Remodeling activity is going strong as the housing market continues its recovery and is expected to continue to accelerate until the fall, when the pace will likely slow, according to a new study issued by the Joint Center for Housing Studies at Harvard University.
The study found that homeowner spending on improvements reached $140.5 billion for the first quarter of this year, a four quarter moving rate of change of 10.7 percent. According to its Leading Indicator of Remodeling Activity, the center projects that second quarter spending on home improvements nationally will grow to $145.5 billion. Third-quarter growth is projected at $158.9 billion, but in the last quarter the market is expected to soften to $153.1 billion.
That means that growth for the remodeling industry will increase 13.1 percent in the second quarter, 14.5 percent in the third quarter and 9.4 percent in the last quarter when compared to the previous year.
At its peak level, in the second quarter of 2007, homeowners spent $146 billion on improvements, according to the center.
“The housing recovery has at least temporarily lost some of its momentum,” explained Eric Belsky, managing director of the joint center. “And as a result, remodeling spending is expected to follow suit and see slower growth beginning later this year.”
“Home improvement spending has already recovered a significant share of its losses from the downturn,” said Kermit Baker, director of the Remodeling Futures Program at the center. “As spending moves into the next phase, we expect to see recent double-digit growth tail off to its longer-term average in the mid-single-digit range.”

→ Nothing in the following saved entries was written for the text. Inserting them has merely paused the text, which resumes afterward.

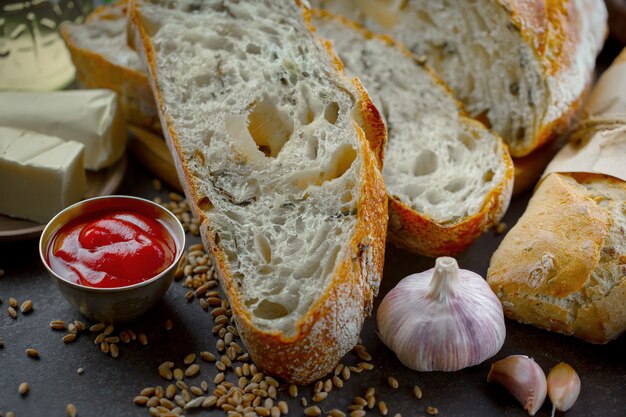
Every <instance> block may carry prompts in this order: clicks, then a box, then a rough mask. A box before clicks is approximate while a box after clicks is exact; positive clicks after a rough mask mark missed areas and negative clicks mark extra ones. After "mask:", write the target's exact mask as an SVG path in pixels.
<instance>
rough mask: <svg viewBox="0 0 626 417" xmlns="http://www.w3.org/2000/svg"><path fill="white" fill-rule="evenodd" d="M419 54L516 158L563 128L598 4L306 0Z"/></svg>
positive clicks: (428, 0)
mask: <svg viewBox="0 0 626 417" xmlns="http://www.w3.org/2000/svg"><path fill="white" fill-rule="evenodd" d="M311 3H312V4H313V6H315V7H324V8H328V9H329V10H330V11H332V12H334V13H338V14H341V15H345V16H348V17H350V18H352V19H355V20H357V21H360V22H362V23H363V24H365V26H367V27H368V28H369V29H371V30H373V31H375V32H379V33H385V34H388V35H391V36H393V37H394V38H395V39H397V40H398V41H400V42H402V43H403V44H405V45H406V46H407V47H408V48H409V49H410V50H411V51H412V52H413V53H415V54H416V55H418V56H419V55H424V56H425V57H427V58H428V63H429V64H430V65H431V66H432V67H433V68H434V69H435V70H436V71H437V72H438V73H439V74H440V75H441V76H442V78H443V79H444V81H446V82H447V83H448V84H449V85H450V86H451V87H452V88H453V90H454V92H455V94H456V95H457V97H459V98H460V99H461V100H462V101H463V102H464V103H465V105H466V106H467V109H468V111H469V112H470V114H471V115H472V116H474V117H480V118H482V119H483V120H484V121H485V122H488V123H489V124H490V126H491V127H492V128H493V129H494V130H495V131H496V132H498V133H499V134H500V135H501V136H502V137H503V138H504V140H505V141H506V142H507V144H508V145H509V147H510V150H511V154H512V155H513V156H516V157H518V156H524V155H527V154H528V153H530V152H531V151H532V150H534V149H536V148H537V147H539V146H541V144H543V143H545V142H547V141H549V140H551V139H553V138H555V137H556V136H558V135H560V134H562V133H564V132H566V131H567V128H568V126H569V123H570V121H571V119H572V117H573V116H574V114H575V112H576V110H577V108H578V107H579V106H580V104H581V101H582V96H583V95H584V92H585V90H586V87H588V85H589V83H590V82H591V79H592V75H593V68H594V66H595V59H596V55H597V54H598V52H599V51H600V49H601V47H602V44H603V42H604V38H605V36H606V19H607V13H606V7H605V6H604V2H603V1H601V0H566V1H555V2H545V1H542V0H532V1H516V0H482V1H475V2H469V1H448V0H446V1H431V0H412V1H395V2H390V1H383V0H356V1H352V0H350V1H348V0H312V1H311Z"/></svg>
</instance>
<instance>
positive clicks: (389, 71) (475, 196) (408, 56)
mask: <svg viewBox="0 0 626 417" xmlns="http://www.w3.org/2000/svg"><path fill="white" fill-rule="evenodd" d="M312 14H313V17H314V18H313V20H312V23H313V26H315V28H316V34H318V35H319V36H321V37H322V38H325V39H329V40H330V41H332V44H333V48H334V50H335V52H336V53H337V55H338V56H339V57H340V59H341V61H342V62H343V65H344V66H345V68H346V71H347V72H348V73H349V74H351V75H355V76H358V77H359V79H360V80H361V81H362V82H363V85H364V86H365V88H366V89H367V91H368V93H369V94H370V96H371V97H372V100H373V101H374V104H376V106H377V108H379V109H380V110H381V112H382V115H383V118H384V120H385V124H386V126H387V129H388V135H389V136H388V139H387V144H386V146H385V165H384V168H383V178H384V180H385V186H386V187H387V194H388V195H389V232H388V239H389V241H390V242H392V243H393V244H394V245H396V246H399V247H402V248H404V249H407V250H410V251H413V252H417V253H420V254H422V255H426V256H442V255H452V254H457V253H459V252H461V251H463V250H464V249H466V248H467V247H468V246H469V245H470V244H471V243H472V242H473V241H474V239H476V238H477V237H478V236H480V235H481V234H482V233H483V232H484V231H486V230H488V229H490V228H491V227H492V226H494V224H495V223H497V222H498V221H499V220H500V218H501V217H502V215H503V214H504V212H505V211H506V209H507V207H508V205H509V201H510V198H511V189H512V187H513V166H512V164H511V158H510V156H509V153H508V151H507V149H506V145H505V144H504V143H503V142H502V140H501V139H500V137H499V136H497V135H496V134H494V133H492V132H491V131H489V130H488V129H487V128H485V127H484V126H483V125H482V124H481V123H479V122H477V121H475V120H472V119H470V118H468V117H466V116H465V114H464V112H463V110H462V109H461V107H460V103H459V102H458V101H457V100H456V99H455V98H454V97H453V96H452V95H451V94H450V91H449V89H448V88H447V86H445V85H444V84H443V83H442V82H441V80H440V79H439V78H438V77H437V76H436V75H434V73H433V72H432V71H431V70H430V69H429V68H428V67H427V66H425V65H424V64H423V63H420V62H418V59H417V58H416V57H415V56H414V55H412V54H411V53H410V52H409V51H408V50H406V48H403V47H401V46H399V45H397V44H396V43H395V41H394V40H392V39H391V38H389V37H388V36H379V35H376V34H374V33H372V32H370V31H368V30H366V29H364V28H362V27H361V26H359V25H358V24H356V23H354V22H351V21H349V20H347V19H345V18H342V17H338V16H334V15H331V14H330V13H328V12H327V11H325V10H320V9H316V10H313V11H312ZM391 62H392V63H393V65H389V63H391Z"/></svg>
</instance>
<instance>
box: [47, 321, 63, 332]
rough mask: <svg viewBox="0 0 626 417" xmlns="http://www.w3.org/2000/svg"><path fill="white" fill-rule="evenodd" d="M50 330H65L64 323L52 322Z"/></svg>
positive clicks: (55, 321)
mask: <svg viewBox="0 0 626 417" xmlns="http://www.w3.org/2000/svg"><path fill="white" fill-rule="evenodd" d="M50 328H51V329H52V330H65V322H64V321H63V320H52V321H51V322H50Z"/></svg>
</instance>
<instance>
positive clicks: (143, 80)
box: [59, 0, 161, 133]
mask: <svg viewBox="0 0 626 417" xmlns="http://www.w3.org/2000/svg"><path fill="white" fill-rule="evenodd" d="M126 3H127V2H126V1H125V0H122V1H118V2H117V3H115V4H113V5H106V6H100V7H98V8H96V9H95V10H94V11H93V12H92V13H90V14H89V16H88V17H87V20H86V22H85V23H83V24H77V23H72V22H69V21H68V22H64V23H63V24H62V25H61V28H60V30H59V31H60V34H61V37H62V38H63V40H64V41H65V44H66V45H67V48H68V50H69V51H70V55H71V57H72V61H73V62H74V66H76V78H77V80H78V83H79V84H80V85H81V86H82V87H84V88H107V89H109V90H113V91H115V92H116V93H117V96H118V102H119V103H120V108H121V110H122V113H123V114H124V116H125V118H126V120H127V121H128V122H129V123H131V124H134V125H137V126H140V127H144V128H146V129H150V130H152V131H154V132H159V133H160V132H161V125H160V124H159V115H158V113H157V109H156V106H155V104H154V99H153V98H152V91H151V90H150V84H149V83H148V75H147V74H146V69H145V66H144V65H143V63H142V62H141V61H140V60H139V56H138V55H137V52H135V51H134V50H132V49H131V48H129V47H128V44H127V41H126Z"/></svg>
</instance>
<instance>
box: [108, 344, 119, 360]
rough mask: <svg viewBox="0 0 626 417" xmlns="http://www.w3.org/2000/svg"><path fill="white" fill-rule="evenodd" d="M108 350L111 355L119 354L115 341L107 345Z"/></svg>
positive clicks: (115, 354) (111, 355)
mask: <svg viewBox="0 0 626 417" xmlns="http://www.w3.org/2000/svg"><path fill="white" fill-rule="evenodd" d="M109 352H110V353H111V357H113V358H117V357H118V356H119V355H120V351H119V348H118V347H117V345H116V344H115V343H111V344H110V345H109Z"/></svg>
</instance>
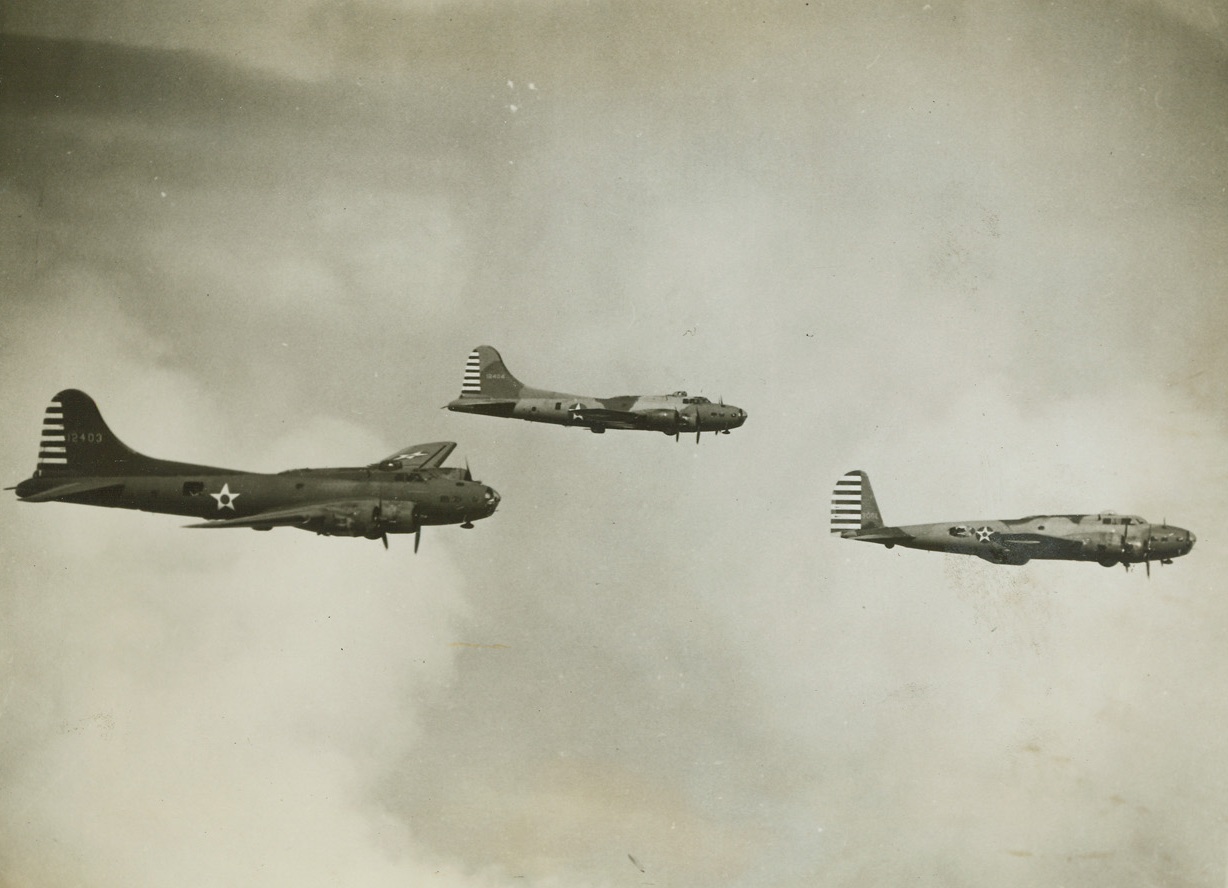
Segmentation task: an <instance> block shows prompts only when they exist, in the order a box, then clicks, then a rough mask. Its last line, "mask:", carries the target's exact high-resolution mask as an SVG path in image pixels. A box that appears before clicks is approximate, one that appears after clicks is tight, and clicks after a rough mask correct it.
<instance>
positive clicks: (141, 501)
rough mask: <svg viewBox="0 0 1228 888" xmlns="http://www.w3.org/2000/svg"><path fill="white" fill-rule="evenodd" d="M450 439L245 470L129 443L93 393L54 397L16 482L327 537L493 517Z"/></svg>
mask: <svg viewBox="0 0 1228 888" xmlns="http://www.w3.org/2000/svg"><path fill="white" fill-rule="evenodd" d="M454 448H456V443H453V442H451V441H438V442H435V443H422V445H413V446H410V447H405V448H404V450H399V451H397V452H395V453H393V454H392V456H389V457H386V458H384V459H381V461H379V462H377V463H373V464H371V465H363V467H355V468H332V469H291V470H289V472H280V473H276V474H265V473H258V472H238V470H235V469H222V468H215V467H211V465H193V464H190V463H177V462H169V461H166V459H153V458H152V457H147V456H144V454H142V453H138V452H136V451H134V450H131V448H129V447H128V446H126V445H124V443H123V442H122V441H120V440H119V438H118V437H115V435H114V434H113V432H112V431H111V429H109V427H107V424H106V423H104V421H103V419H102V415H101V414H99V413H98V407H97V405H96V404H95V403H93V399H92V398H90V395H87V394H86V393H85V392H79V391H76V389H71V388H70V389H66V391H64V392H60V393H59V394H56V395H55V397H54V398H52V403H50V407H48V408H47V413H45V415H44V418H43V432H42V440H41V443H39V450H38V465H37V468H36V469H34V474H33V475H32V477H31V478H27V479H26V480H23V481H22V483H21V484H18V485H17V486H16V488H9V489H10V490H16V491H17V496H18V497H21V500H22V501H25V502H52V501H54V502H79V504H85V505H90V506H109V507H113V508H138V510H141V511H146V512H163V513H167V515H183V516H188V517H193V518H203V520H204V522H203V523H199V524H188V527H219V528H225V527H249V528H252V529H254V531H270V529H273V528H274V527H297V528H301V529H303V531H312V532H314V533H318V534H323V536H328V537H365V538H366V539H379V540H383V544H384V548H387V547H388V534H389V533H413V534H414V551H418V544H419V542H420V539H421V532H422V527H424V526H431V524H461V526H462V527H464V528H470V527H473V522H474V521H476V520H479V518H485V517H489V516H490V515H492V513H494V512H495V508H496V507H497V506H499V494H497V493H495V490H492V489H491V488H489V486H486V485H485V484H483V483H480V481H475V480H473V477H472V474H470V473H469V469H468V467H465V468H463V469H461V468H442V463H443V461H445V459H446V458H447V457H448V454H449V453H451V452H452V451H453V450H454Z"/></svg>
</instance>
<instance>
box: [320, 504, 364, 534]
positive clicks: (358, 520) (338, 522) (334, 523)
mask: <svg viewBox="0 0 1228 888" xmlns="http://www.w3.org/2000/svg"><path fill="white" fill-rule="evenodd" d="M378 511H379V506H378V505H376V506H351V507H349V508H345V507H343V508H334V510H332V511H330V512H329V513H328V516H325V518H324V521H323V523H322V526H321V531H319V532H321V533H323V534H325V536H328V537H366V536H367V534H370V533H376V534H378V531H377V529H376V526H377V524H378V523H379V521H378Z"/></svg>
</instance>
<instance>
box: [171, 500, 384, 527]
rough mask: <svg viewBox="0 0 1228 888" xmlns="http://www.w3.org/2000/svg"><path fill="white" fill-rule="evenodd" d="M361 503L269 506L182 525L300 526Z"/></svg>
mask: <svg viewBox="0 0 1228 888" xmlns="http://www.w3.org/2000/svg"><path fill="white" fill-rule="evenodd" d="M370 502H371V504H372V506H375V505H378V504H376V502H375V501H370ZM362 505H363V504H362V502H361V501H356V500H345V501H341V502H312V504H307V505H302V506H296V507H293V508H270V510H269V511H266V512H257V513H255V515H248V516H244V517H242V518H219V520H216V521H205V522H203V523H199V524H184V527H300V526H302V524H309V523H311V522H312V521H317V520H322V518H330V517H333V516H336V515H352V513H354V511H355V510H356V508H359V507H360V506H362Z"/></svg>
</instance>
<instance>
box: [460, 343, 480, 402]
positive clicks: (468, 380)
mask: <svg viewBox="0 0 1228 888" xmlns="http://www.w3.org/2000/svg"><path fill="white" fill-rule="evenodd" d="M461 394H481V356H480V355H478V350H476V349H474V350H473V351H470V352H469V357H468V359H467V360H465V362H464V377H463V380H462V381H461Z"/></svg>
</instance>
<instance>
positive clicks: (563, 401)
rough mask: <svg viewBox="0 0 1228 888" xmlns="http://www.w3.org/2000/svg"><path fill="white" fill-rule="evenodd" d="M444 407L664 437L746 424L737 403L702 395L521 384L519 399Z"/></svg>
mask: <svg viewBox="0 0 1228 888" xmlns="http://www.w3.org/2000/svg"><path fill="white" fill-rule="evenodd" d="M447 407H448V409H449V410H456V411H458V413H476V414H484V415H488V416H507V418H511V419H522V420H526V421H529V423H551V424H554V425H570V426H585V427H588V429H592V430H593V431H605V430H607V429H641V430H645V431H659V432H664V434H666V435H674V434H677V432H680V431H683V432H702V431H711V432H722V431H728V430H731V429H737V427H738V426H740V425H742V424H743V423H745V419H747V414H745V411H744V410H742V409H740V408H737V407H732V405H727V404H713V403H712V402H710V400H709V399H707V398H701V397H690V395H688V394H685V393H682V392H679V393H673V394H647V395H642V394H626V395H618V397H614V398H594V397H591V395H582V394H571V393H567V392H549V391H544V389H530V388H526V389H524V391H522V392H521V397H518V398H474V397H468V398H458V399H457V400H453V402H451V403H449V404H448V405H447Z"/></svg>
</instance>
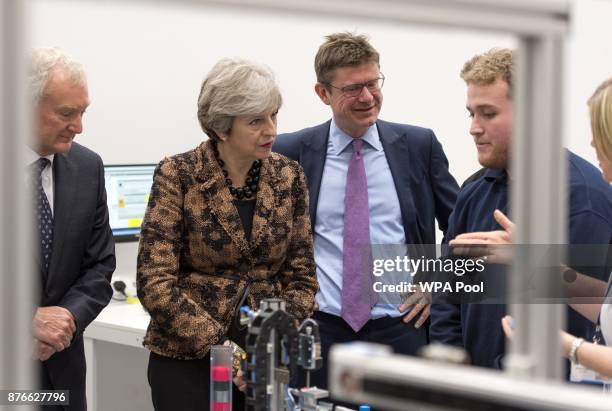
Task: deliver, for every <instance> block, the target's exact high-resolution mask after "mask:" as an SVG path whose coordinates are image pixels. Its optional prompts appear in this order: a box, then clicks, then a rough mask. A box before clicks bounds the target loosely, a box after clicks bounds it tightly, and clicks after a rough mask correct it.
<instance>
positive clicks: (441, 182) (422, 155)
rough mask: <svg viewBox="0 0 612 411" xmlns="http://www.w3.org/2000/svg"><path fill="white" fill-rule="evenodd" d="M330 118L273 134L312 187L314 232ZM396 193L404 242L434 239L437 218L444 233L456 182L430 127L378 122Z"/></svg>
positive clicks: (439, 146)
mask: <svg viewBox="0 0 612 411" xmlns="http://www.w3.org/2000/svg"><path fill="white" fill-rule="evenodd" d="M330 125H331V120H329V121H327V122H325V123H323V124H320V125H318V126H315V127H311V128H306V129H304V130H300V131H297V132H295V133H288V134H281V135H279V136H278V137H277V139H276V142H275V144H274V147H273V150H274V151H276V152H278V153H281V154H284V155H285V156H287V157H289V158H291V159H293V160H296V161H298V162H299V163H300V164H301V165H302V167H303V168H304V172H305V173H306V177H307V179H308V187H309V189H310V221H311V224H312V228H313V232H314V226H315V222H316V215H317V204H318V201H319V194H320V193H319V189H320V187H321V178H322V177H323V168H324V166H325V158H326V155H327V142H328V140H329V128H330ZM376 126H377V128H378V135H379V136H380V141H381V143H382V146H383V148H384V150H385V156H386V157H387V162H388V163H389V168H390V170H391V175H392V176H393V182H394V183H395V189H396V190H397V196H398V198H399V203H400V210H401V213H402V221H403V223H404V233H405V235H406V244H435V243H436V237H435V221H434V220H435V219H437V220H438V224H439V227H440V229H441V230H442V231H443V232H444V233H446V229H447V227H448V217H449V215H450V213H451V211H452V210H453V207H454V205H455V200H456V198H457V192H458V191H459V186H458V185H457V182H456V181H455V179H454V178H453V176H451V175H450V173H449V171H448V160H447V159H446V155H445V154H444V151H443V150H442V145H441V144H440V143H439V142H438V139H437V138H436V136H435V134H434V133H433V131H432V130H429V129H425V128H421V127H415V126H410V125H406V124H398V123H390V122H387V121H383V120H378V121H377V122H376Z"/></svg>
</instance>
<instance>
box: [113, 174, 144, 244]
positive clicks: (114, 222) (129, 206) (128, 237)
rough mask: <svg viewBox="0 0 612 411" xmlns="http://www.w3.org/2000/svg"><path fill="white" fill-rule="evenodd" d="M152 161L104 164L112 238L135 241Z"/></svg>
mask: <svg viewBox="0 0 612 411" xmlns="http://www.w3.org/2000/svg"><path fill="white" fill-rule="evenodd" d="M154 170H155V164H125V165H105V166H104V179H105V180H106V197H107V201H108V213H109V219H110V226H111V229H112V230H113V236H114V237H115V240H116V241H137V240H138V235H139V234H140V225H141V224H142V219H143V217H144V213H145V210H146V208H147V203H148V202H149V192H150V191H151V185H152V184H153V171H154Z"/></svg>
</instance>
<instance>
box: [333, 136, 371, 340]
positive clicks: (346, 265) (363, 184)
mask: <svg viewBox="0 0 612 411" xmlns="http://www.w3.org/2000/svg"><path fill="white" fill-rule="evenodd" d="M362 144H363V141H362V140H360V139H354V140H353V156H352V157H351V162H350V163H349V169H348V174H347V176H346V191H345V196H344V243H343V259H342V260H343V273H342V312H341V315H342V318H343V319H344V320H345V321H346V322H347V323H348V324H349V325H350V326H351V328H352V329H353V330H355V332H357V331H359V330H360V329H361V327H363V326H364V324H365V323H366V322H368V320H369V319H370V312H371V310H372V307H373V305H374V304H375V298H374V293H373V290H372V249H371V244H370V215H369V210H368V184H367V180H366V174H365V167H364V164H363V158H362V156H361V152H360V150H361V146H362Z"/></svg>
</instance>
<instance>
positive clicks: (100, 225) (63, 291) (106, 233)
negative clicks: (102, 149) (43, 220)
mask: <svg viewBox="0 0 612 411" xmlns="http://www.w3.org/2000/svg"><path fill="white" fill-rule="evenodd" d="M53 178H54V180H55V200H54V201H55V203H54V219H53V227H54V228H53V252H52V256H51V263H50V265H49V272H48V273H47V275H46V276H44V275H43V274H42V272H41V273H40V278H41V281H42V286H41V290H40V291H41V295H40V302H39V303H40V306H54V305H58V306H61V307H64V308H66V309H68V310H69V311H70V312H71V313H72V315H74V317H75V319H76V325H77V330H76V332H75V335H74V339H73V341H72V343H71V345H70V346H69V347H68V348H66V349H65V350H64V351H61V352H57V353H55V354H53V355H52V356H51V357H50V358H49V359H48V360H47V361H44V362H42V366H43V367H45V369H46V372H47V374H48V376H49V378H50V380H51V382H52V384H53V388H54V389H57V390H66V389H67V390H70V406H69V407H67V408H66V409H67V410H70V411H77V410H79V411H80V410H84V409H85V408H86V404H85V369H86V367H85V351H84V346H83V331H84V330H85V328H86V327H87V326H88V325H89V323H91V322H92V321H93V320H94V319H95V318H96V317H97V316H98V314H99V313H100V311H102V309H103V308H104V307H105V306H106V305H107V304H108V302H109V301H110V299H111V296H112V293H113V292H112V288H111V285H110V279H111V275H112V273H113V271H114V270H115V243H114V240H113V235H112V232H111V229H110V226H109V217H108V207H107V205H106V191H105V187H104V167H103V165H102V160H101V159H100V157H99V156H98V155H97V154H96V153H94V152H93V151H91V150H89V149H87V148H85V147H83V146H81V145H79V144H77V143H72V148H71V149H70V151H69V152H68V153H66V154H56V155H55V158H54V160H53ZM38 254H39V253H38ZM38 254H37V255H38ZM40 267H41V266H40V261H39V268H40ZM40 269H41V270H42V268H40Z"/></svg>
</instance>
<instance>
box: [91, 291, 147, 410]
mask: <svg viewBox="0 0 612 411" xmlns="http://www.w3.org/2000/svg"><path fill="white" fill-rule="evenodd" d="M148 325H149V315H148V314H147V313H146V312H145V311H144V310H143V309H142V306H141V305H140V304H128V303H125V302H111V304H109V305H108V306H107V307H106V308H105V309H104V310H102V312H101V313H100V315H98V317H97V318H96V319H95V320H94V321H93V322H92V323H91V324H90V325H89V327H87V329H86V330H85V334H84V342H85V358H86V360H87V403H88V409H89V410H90V411H123V410H125V411H145V410H146V411H149V410H152V409H153V404H152V403H151V392H150V388H149V384H148V382H147V364H148V361H149V351H148V350H147V349H145V348H144V347H143V346H142V340H143V338H144V334H145V331H146V329H147V326H148Z"/></svg>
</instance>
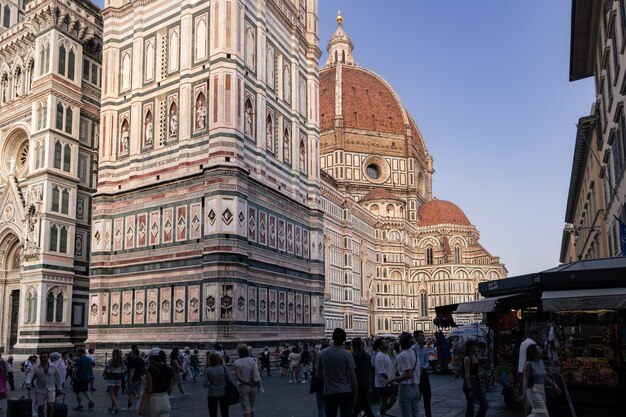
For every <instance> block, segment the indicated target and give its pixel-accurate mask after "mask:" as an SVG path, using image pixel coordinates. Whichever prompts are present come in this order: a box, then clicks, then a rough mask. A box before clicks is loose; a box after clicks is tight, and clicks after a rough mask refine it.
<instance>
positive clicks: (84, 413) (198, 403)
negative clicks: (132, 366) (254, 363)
mask: <svg viewBox="0 0 626 417" xmlns="http://www.w3.org/2000/svg"><path fill="white" fill-rule="evenodd" d="M272 375H273V376H271V377H263V385H264V390H265V392H264V393H260V394H259V396H258V398H257V404H256V413H255V414H256V417H317V411H316V405H315V395H310V394H309V385H308V384H288V383H287V381H288V378H287V377H280V376H278V372H277V371H276V372H274V373H273V374H272ZM96 376H97V382H96V388H97V391H95V392H92V394H93V398H94V401H95V402H96V407H95V409H94V410H91V411H80V412H79V411H73V410H72V408H73V407H75V406H76V398H75V396H74V394H73V393H71V387H67V388H66V392H68V395H67V403H68V405H69V407H70V413H69V415H70V416H72V417H80V416H83V417H105V416H108V415H109V414H108V413H107V409H108V408H109V406H110V400H109V398H108V396H107V394H106V392H105V388H106V386H105V382H104V380H102V371H101V370H96ZM231 376H232V377H233V378H234V374H232V370H231ZM15 377H16V385H17V388H18V390H16V391H14V392H11V391H9V397H19V396H20V395H26V390H23V391H22V390H19V385H20V384H21V383H22V381H23V380H24V374H23V373H22V372H19V368H17V371H16V373H15ZM198 380H200V378H198ZM431 384H432V387H433V400H432V404H433V415H434V416H436V417H441V416H445V417H462V416H464V415H465V397H464V396H463V393H462V391H461V380H460V379H455V378H454V377H453V376H449V375H431ZM185 389H186V390H187V391H188V392H189V393H190V394H191V397H189V398H187V399H182V398H180V393H178V392H177V391H178V390H177V389H176V388H174V395H175V396H176V398H174V399H172V400H171V404H172V412H171V417H200V416H208V410H207V404H206V390H205V389H204V388H203V387H202V383H201V382H199V383H196V384H193V383H191V382H186V383H185ZM121 399H122V401H121V402H120V404H121V405H122V406H125V405H126V396H125V395H123V396H122V397H121ZM487 399H488V401H489V406H490V408H489V412H488V413H487V416H488V417H521V416H522V413H521V412H512V411H509V410H505V408H504V403H503V401H502V396H501V395H500V394H499V392H492V393H488V394H487ZM0 407H2V411H0V416H2V417H4V416H6V401H5V400H3V401H0ZM372 408H373V409H374V412H376V411H378V404H372ZM420 411H421V413H420V415H422V416H423V410H420ZM119 415H120V416H122V417H124V416H129V417H130V416H136V413H135V412H129V411H121V412H120V414H119ZM388 415H389V416H390V417H391V416H392V415H393V416H398V417H399V414H397V413H395V412H393V410H392V412H390V413H388ZM230 416H231V417H242V416H243V413H242V412H241V407H240V405H239V404H237V405H234V406H232V407H231V408H230Z"/></svg>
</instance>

The study computes spending on remodeling for four quarters and compares it to total spending in the previous four quarters in order to measure change in remodeling activity. The data is based on the U.S. Department of Commerce information on residential improvements including remodeling, additions and major replacements made to owner-occupied properties after the original completion of the building.
It includes spending for the finishing of basements and attics, updates to kitchens and baths, improvements like pools and replacement of major systems such as water heaters, furnaces and central air conditioners. The data does not capture money spent on painting, landscaping or routine maintenance.
“We’re definitely seeing double-digit growth on the residential remodeling side,” said Dave McGuire, vice president at Andrew Roby, a general contractor and custom builder in the city and throughout North Carolina. The company has had more inquiries this quarter than in its history.
The projects that Andrew Roby undertakes on behalf of clients run the gamut, from small handy man projects to the building of custom homes, a sector of business that has grown tremendously, according to McGuire. Most of the demand has been in Myers Park, SouthPark, Dilworth, Eastover, Ballantyne, and the Pointe at Lake Norman.
McGuire points to the health of Charlotte’s economy for boosting the remodeling business. The banks and hospitals that employ many of Andrew Roby’s clients are prospering, giving homeowners more disposable income, which they reinvest in their homes. Demographic changes and a stream of newcomers to the city are also helping sustain general contracting.
Despite Harvard Joint Center’s prediction of a slowing market at year’s end, McGuire doesn’t see any slowing in Charlotte business. “We’re very bullish on the economy here,” he said. The company, in fact, has ambitious expansion plans across all its divisions including commercial, residential, handy-man services and electrical contracting.